Nel caso di specie, l’affidamento alternato viene ritenuta senza dubbio la tipologia di affidamento bigenitoriale più rispondente all’interesse prevalente del minore ad una crescita serena ed equilibrata, in applicazione degli artt. 30 e 31 della Costituzione. Per quanto riguarda la competenza dell’organo giudicante, la riforma operata recentemente dalla legge 10 dicembre 2012 n. 219 (“Disposizioni in materia di riconoscimento di figli naturali”) introduce una condizione unitaria di figlio, senza distinzione nominale o sostanziale tra le varie categorie di figli. La legge suindicata ha rivoluzionato la disciplina della filiazione, proclamando solennemente che “tutti i figli hanno lo stesso stato giuridico” (nuovo art. 315 c.c.). In realtà permangono criticità che non assicurano tale possibilità, in quanto sussiste il trasferimento di competenza a gestire l’affidamento del figlio nato fuori dal matrimonio, dal tribunale per i minorenni, al tribunale ordinario, divenendo unico l’organo competente a decidere in merito ai figli nati sia nel matrimonio, sia al di fuori dello stesso. 

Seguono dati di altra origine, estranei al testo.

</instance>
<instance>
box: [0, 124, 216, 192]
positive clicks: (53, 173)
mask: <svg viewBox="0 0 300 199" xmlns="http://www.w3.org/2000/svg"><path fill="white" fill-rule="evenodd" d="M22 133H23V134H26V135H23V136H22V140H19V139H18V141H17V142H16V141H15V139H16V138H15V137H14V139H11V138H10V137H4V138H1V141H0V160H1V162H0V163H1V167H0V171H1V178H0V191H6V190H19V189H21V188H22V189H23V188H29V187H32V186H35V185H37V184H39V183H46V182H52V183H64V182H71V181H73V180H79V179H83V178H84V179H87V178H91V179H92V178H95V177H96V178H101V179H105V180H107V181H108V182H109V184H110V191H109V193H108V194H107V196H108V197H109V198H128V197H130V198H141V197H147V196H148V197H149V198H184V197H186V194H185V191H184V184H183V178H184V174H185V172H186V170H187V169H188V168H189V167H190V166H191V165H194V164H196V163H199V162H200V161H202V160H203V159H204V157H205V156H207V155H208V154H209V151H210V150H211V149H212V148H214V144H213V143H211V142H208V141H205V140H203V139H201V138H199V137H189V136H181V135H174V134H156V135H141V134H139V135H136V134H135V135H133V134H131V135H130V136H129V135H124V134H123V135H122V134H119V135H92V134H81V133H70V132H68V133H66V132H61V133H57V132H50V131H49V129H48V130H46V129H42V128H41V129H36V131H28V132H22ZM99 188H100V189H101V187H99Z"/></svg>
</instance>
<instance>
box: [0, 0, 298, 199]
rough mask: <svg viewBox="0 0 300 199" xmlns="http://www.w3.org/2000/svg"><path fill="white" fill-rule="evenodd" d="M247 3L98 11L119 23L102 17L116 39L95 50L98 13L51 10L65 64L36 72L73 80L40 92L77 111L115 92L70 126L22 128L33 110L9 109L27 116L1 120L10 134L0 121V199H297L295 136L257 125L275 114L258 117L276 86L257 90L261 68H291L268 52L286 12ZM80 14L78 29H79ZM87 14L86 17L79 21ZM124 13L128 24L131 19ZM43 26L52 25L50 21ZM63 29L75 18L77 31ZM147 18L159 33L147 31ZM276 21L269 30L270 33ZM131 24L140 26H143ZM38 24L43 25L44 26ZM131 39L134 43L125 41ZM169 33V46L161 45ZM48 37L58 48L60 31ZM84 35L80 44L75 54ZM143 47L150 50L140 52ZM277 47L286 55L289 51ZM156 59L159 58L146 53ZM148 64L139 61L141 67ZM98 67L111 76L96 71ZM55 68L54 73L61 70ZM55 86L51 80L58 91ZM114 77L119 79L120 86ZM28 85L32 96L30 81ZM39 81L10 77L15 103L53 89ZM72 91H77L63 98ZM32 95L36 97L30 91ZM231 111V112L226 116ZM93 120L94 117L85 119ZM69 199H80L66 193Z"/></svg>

Ebbene, il legislatore ha regolato la disciplina processuale del mantenimento e dell’affidamento della prole, in seguito alla separazione dei genitori, secondo due strumenti processuali diversi: per i “figli nati fuori del matrimonio” (già figli naturali), sussiste il ricorso al rito camerale puro ex art. 737 e ss. c.p.c.; per i “figli nati nel matrimonio” (già figli legittimi), il procedimento ordinario speciale di cui agli artt. 706 e ss. c.p.c.. Si pone il problema della discriminazione tra figli aventi gli stessi diritti, che, tuttavia, vengono disciplinati in maniera differente, in contrasto con il principio di eguaglianza di cui all’art. 3 della nostra Carta costituzionale. 

Infatti, i figli di genitori non coniugati, non hanno diritto ad un procedimento speciale appositamente disciplinato e, per contro, il rito camerale, nella sua assoluta informalità, non prevede un’attività istruttoria con tempi e regole ben definiti, con il rischio del dispiegarsi di un processo eccessivamente sommario, proprio in un ambito in cui gli interessi coinvolti sono particolarmente delicati. Si tratta, tuttavia, di una fase provvisoria, in attesa dell’attuazione della delega legislativa (art. 2 l. n. 219 del 2012) che ha lo scopo, per l’appunto, di eliminare ogni discriminazione tra i figli ( ).